Let $\cos B_4+\cos B_6+\cos B_{10}$ be Q and $\cos B_2+\cos B_3+\cos B_5$ be P

$P^2=\frac{1}{2}Q-P+1$ --- 1

This is where i am stucked, i tried to form the second equation from ** but there are 3 extra terms which give me P+Q+cos B1+ cos B7+ cosB8 and probably i will need more equations here since the roots of the weird square root equation will definitely be more than 2.

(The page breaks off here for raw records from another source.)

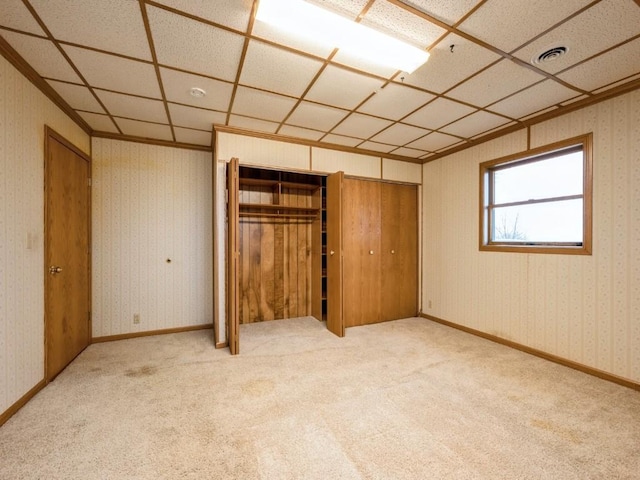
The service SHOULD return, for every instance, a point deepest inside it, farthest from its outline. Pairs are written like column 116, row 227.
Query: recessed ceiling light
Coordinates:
column 549, row 55
column 197, row 92
column 307, row 20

2. Originally Posted by hooke
I have another similar question which i am stucked half way through. I applied the same technique to it as in the other thread:

Prove that $2(\cos (\frac{4\pi}{19})+\cos (\frac{6\pi}{19})+\cos (\frac{10\pi}{19}))$ is a root of the equation $\sqrt{4+\sqrt{4+\sqrt{4-x}}}=x$

Let $B_k=\frac{2k\pi}{19}$ where $0\leq k \leq 18$

Since $\sum^{18}_{k=0} \cos B_k=0$, it follows that $\sum^{9}_{k=1} \cos B_k=-\frac{1}{2}$ **

$(\cos B_2+\cos B_3+\cos B_5)^2=\cos^2 B_2+\cos^2 B_3+ \cos^2 B_5 + 2(\cos B_2\cos B_3+\cos B_2\cos B_5+ \cos B_3\cos B_5)$

$= \frac{1}{2}(\cos B_4+\cos B_6+\cos B_{10}) - (\cos B_2+\cos B_3+\cos B_5)+1$

Let $\cos B_4+\cos B_6+\cos B_{10}$ be Q and $\cos B_2+\cos B_3+\cos B_5$ be P

$P^2=\frac{1}{2}Q-P+1$ --- 1

This is where i am stucked, i tried to form the second equation from ** but there are 3 extra terms which give me P+Q+cos B1+ cos B7+ cosB8 and probably i will need more equations here since the roots of the weird square root equation will definitely be more than 2.
You are on the right lines there, but you need a third quantity $R = \cos B_1+ \cos B_7+ \cos B_8$ in addition to P and Q. You then have $P+Q+R=-\tfrac12$, and you can also show that

$P^2 = 1-\tfrac12Q,\quad Q^2 = 1-\tfrac12R,\quad R^2 = 1-\tfrac12P.$

Next, you need to know that $P>0,\ Q<0$ and $R<0$. I don't see any slick way of showing that analytically, but it's easy to check on a calculator. It follows that

$P = \sqrt{1-\tfrac12Q},\quad Q = -\sqrt{1-\tfrac12R},\quad R = -\sqrt{1-\tfrac12P}.$

Therefore $P = \sqrt{1+\tfrac12\sqrt{1+\tfrac12\sqrt{1-\tfrac12P}}}.$ Finally, put $x = 2P$ and the result follows.